Akron Barberton Cluster Railway

Overview
- Headquarters: Barberton, Ohio
- Reporting mark: AB
- Locale: Ohio
- Dates of operation: 1994–present

Technical
- Track gauge: 4 ft 8+1⁄2 in (1,435 mm) standard gauge

= Akron Barberton Cluster Railway =

Railway line in Ohio

The Akron Barberton Cluster Railway is a Class III railroad that operates on 73 mi of track in and around Akron, Ohio.

== History ==
ABC Railway's beginnings trace back to the organization of the Akron and Barberton Belt Railroad (ABB) which was formed in 1902. ABB owned 62 mi of track in and around Akron, Ohio.

By the 1980s, ABB's traffic had fallen due to a lack of business in the tire industry in Akron. In 1994, the new Wheeling and Lake Erie Railway (WE) purchased the ABB. After the ICC and W&LE signed an agreement and contract in 1993, W&LE made arrangements to form a new railroad in Akron using the former ABB as its basis.

In early 1994, WE created Akron Barberton Cluster Railway (ABCR) from the former ABB assets. It also included the former Erie main line from Barberton to Rittman and from Kent to Ravenna, Ohio sold by Conrail. In 1997, ABCR was granted permission to tear out 45% the former ABB "Loop" line which looped from the grade in Barberton and Firestone Park to the WE's Brittain Yard in Akron. In 1999, ABCR took the line out of service, and in 2001, they tore the line out completely with expenses paid off by parent railroad company, WE.

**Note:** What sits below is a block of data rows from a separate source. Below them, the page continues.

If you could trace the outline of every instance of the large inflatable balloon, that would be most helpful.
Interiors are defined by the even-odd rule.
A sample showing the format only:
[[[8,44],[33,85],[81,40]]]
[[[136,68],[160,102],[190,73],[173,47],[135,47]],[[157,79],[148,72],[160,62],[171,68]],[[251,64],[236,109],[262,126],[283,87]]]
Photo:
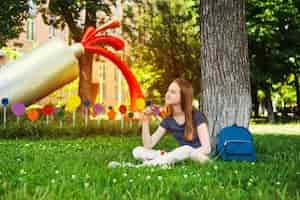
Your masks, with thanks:
[[[144,98],[139,83],[137,82],[129,67],[118,56],[116,56],[113,52],[98,46],[99,44],[106,44],[113,47],[115,50],[123,49],[124,41],[121,38],[100,34],[107,29],[116,28],[118,26],[120,26],[120,23],[116,20],[113,20],[100,26],[97,29],[90,27],[84,33],[81,44],[84,46],[87,52],[100,54],[117,65],[129,86],[131,104],[130,108],[132,111],[136,111],[136,101],[138,99]]]
[[[128,83],[131,111],[136,111],[136,100],[144,98],[139,83],[117,55],[99,46],[109,45],[115,50],[124,48],[121,38],[101,35],[105,30],[118,26],[120,23],[113,20],[97,29],[90,27],[81,43],[71,47],[62,40],[52,39],[0,68],[0,99],[9,98],[9,104],[23,102],[28,106],[35,103],[78,77],[78,58],[86,51],[102,55],[117,65]]]

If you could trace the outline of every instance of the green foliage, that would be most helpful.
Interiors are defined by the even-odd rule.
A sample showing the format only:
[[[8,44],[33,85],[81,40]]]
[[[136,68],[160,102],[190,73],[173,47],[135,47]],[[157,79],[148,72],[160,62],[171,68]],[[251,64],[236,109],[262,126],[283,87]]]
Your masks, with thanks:
[[[23,31],[24,20],[29,17],[27,0],[5,0],[0,6],[0,47]]]
[[[297,56],[300,47],[297,6],[293,0],[247,1],[252,82],[276,83],[294,71],[289,58]]]
[[[158,80],[163,79],[163,70],[156,70],[152,65],[147,64],[141,66],[141,63],[134,63],[131,65],[132,71],[135,74],[138,82],[142,85],[144,94],[151,97],[155,103],[161,103],[163,94],[158,89],[151,89]]]
[[[279,108],[297,102],[296,79],[289,79],[291,74],[300,76],[299,8],[299,0],[247,0],[251,84],[271,90]]]
[[[194,6],[191,0],[153,0],[125,12],[123,31],[133,48],[129,63],[137,73],[151,70],[151,76],[141,78],[150,98],[159,100],[154,94],[163,95],[178,77],[191,80],[195,94],[200,92],[199,26]]]
[[[272,99],[276,100],[277,107],[292,106],[296,102],[296,91],[293,86],[295,78],[290,75],[285,82],[273,85]]]
[[[5,54],[9,57],[10,60],[15,60],[18,57],[22,55],[22,53],[15,51],[8,47],[3,47],[2,50],[5,52]]]
[[[111,14],[110,1],[50,0],[48,4],[45,0],[36,0],[36,3],[46,24],[61,29],[68,26],[75,41],[81,40],[83,30],[88,26],[104,23],[104,18],[97,17],[97,12],[104,13],[105,17]]]

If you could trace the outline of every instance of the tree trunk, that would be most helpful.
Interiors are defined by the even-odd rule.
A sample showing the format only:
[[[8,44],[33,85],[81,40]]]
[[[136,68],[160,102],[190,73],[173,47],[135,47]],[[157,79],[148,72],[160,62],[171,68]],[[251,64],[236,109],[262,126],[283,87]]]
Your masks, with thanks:
[[[259,101],[258,101],[258,87],[257,85],[252,85],[251,87],[251,98],[253,102],[253,111],[254,111],[254,117],[258,118],[259,117]]]
[[[268,112],[268,121],[274,122],[275,121],[275,115],[274,115],[274,109],[272,105],[272,98],[271,98],[271,84],[264,84],[263,85],[264,91],[265,91],[265,106]]]
[[[297,97],[297,107],[296,107],[296,114],[300,116],[300,88],[299,88],[299,77],[298,74],[295,72],[295,89],[296,89],[296,97]]]
[[[213,147],[220,129],[248,127],[250,68],[245,0],[201,1],[201,108]]]
[[[89,4],[91,3],[92,2],[90,2]],[[97,19],[96,9],[94,9],[91,5],[87,5],[85,11],[84,30],[86,30],[89,26],[95,27],[96,19]],[[85,53],[79,58],[79,68],[80,68],[80,74],[79,74],[78,93],[81,100],[82,101],[88,100],[90,102],[90,106],[92,107],[96,102],[97,94],[99,92],[99,84],[92,82],[92,78],[93,78],[93,54],[92,53]],[[81,106],[81,111],[84,112],[82,106]]]
[[[99,84],[92,83],[93,54],[82,55],[79,58],[79,67],[79,96],[82,101],[88,100],[90,106],[93,106],[99,90]]]

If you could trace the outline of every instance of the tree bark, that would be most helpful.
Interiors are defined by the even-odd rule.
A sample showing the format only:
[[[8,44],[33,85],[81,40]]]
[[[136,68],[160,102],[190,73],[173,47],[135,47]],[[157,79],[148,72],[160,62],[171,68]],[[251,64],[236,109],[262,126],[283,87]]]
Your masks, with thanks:
[[[263,85],[264,88],[264,92],[265,92],[265,106],[268,112],[268,121],[269,122],[274,122],[275,121],[275,114],[274,114],[274,109],[273,109],[273,105],[272,105],[272,98],[271,98],[271,88],[272,85],[265,83]]]
[[[300,88],[299,88],[299,77],[298,73],[294,73],[295,76],[295,89],[296,89],[296,97],[297,97],[297,107],[296,114],[300,116]]]
[[[201,20],[201,109],[215,147],[220,129],[248,127],[250,69],[245,0],[203,0]]]
[[[99,84],[92,83],[93,54],[85,53],[79,58],[79,96],[82,101],[88,100],[90,106],[96,102]],[[83,111],[83,110],[82,110]]]
[[[251,98],[252,98],[252,102],[253,102],[252,109],[254,111],[255,118],[259,117],[259,101],[258,101],[257,92],[258,92],[258,87],[257,87],[257,85],[253,84],[251,87]]]
[[[89,26],[96,26],[96,11],[91,6],[87,6],[85,12],[85,27],[86,30]],[[81,39],[80,39],[81,40]],[[79,58],[79,96],[82,101],[88,100],[90,106],[93,106],[96,102],[97,94],[99,92],[99,83],[93,83],[93,54],[84,53]],[[81,111],[84,112],[83,106]]]

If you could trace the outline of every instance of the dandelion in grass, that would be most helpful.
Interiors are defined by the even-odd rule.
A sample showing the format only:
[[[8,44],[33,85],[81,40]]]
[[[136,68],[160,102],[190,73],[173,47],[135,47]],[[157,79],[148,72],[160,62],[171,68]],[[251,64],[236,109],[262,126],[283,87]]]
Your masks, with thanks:
[[[167,165],[162,165],[160,168],[161,169],[168,169],[168,166]]]
[[[210,175],[210,172],[206,172],[206,175],[209,176],[209,175]]]
[[[72,179],[75,179],[75,178],[76,178],[76,175],[72,174],[71,178],[72,178]]]
[[[234,170],[234,173],[235,173],[235,174],[238,174],[239,172],[238,172],[238,170]]]
[[[183,175],[183,178],[187,178],[187,177],[188,177],[188,175],[187,175],[187,174],[184,174],[184,175]]]
[[[216,171],[218,170],[218,166],[217,165],[214,166],[214,170],[216,170]]]
[[[125,177],[126,177],[126,176],[127,176],[127,173],[123,173],[123,176],[125,176]]]
[[[113,183],[116,183],[116,182],[117,182],[117,179],[114,178],[114,179],[113,179]]]
[[[55,183],[55,179],[51,179],[51,183]]]
[[[89,184],[88,182],[85,182],[85,183],[84,183],[84,187],[85,187],[85,188],[87,188],[87,187],[89,187],[89,186],[90,186],[90,184]]]
[[[24,169],[21,169],[21,170],[20,170],[20,174],[21,174],[21,175],[24,175],[24,174],[26,174],[26,171],[25,171]]]
[[[151,179],[151,176],[149,176],[149,175],[146,176],[146,179],[147,179],[147,180],[150,180],[150,179]]]
[[[129,182],[132,183],[132,182],[133,182],[133,179],[130,179]]]
[[[90,177],[90,175],[86,174],[86,175],[85,175],[85,178],[86,178],[86,179],[89,179],[89,178],[91,178],[91,177]]]
[[[277,182],[276,182],[276,185],[280,185],[280,181],[277,181]]]
[[[159,181],[161,181],[161,180],[162,180],[162,176],[158,176],[157,179],[158,179]]]
[[[58,171],[58,170],[55,170],[55,174],[59,174],[59,171]]]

The Surface Transportation Board approved the acquisition of the line into the Fortress Investment Group's Transtar portfolio in November.

== Current system ==
ABCR has trackage rights on CSX's New Castle Subdivision from the yard in Akron south to Barberton, where it swings off around their headquarters area. ABCR is headquartered in a small building off a local road in Barberton, Ohio. ABCR uses the restored Erie Railroad line from Barberton to Rittman, Ohio.

In 2002, the railroad acquired the line to the General Electric factory in northern Ravenna, Ohio. ABCR has purchased trackage rights with METRO Regional Transit Authority in 2006, to connect to the Canton area.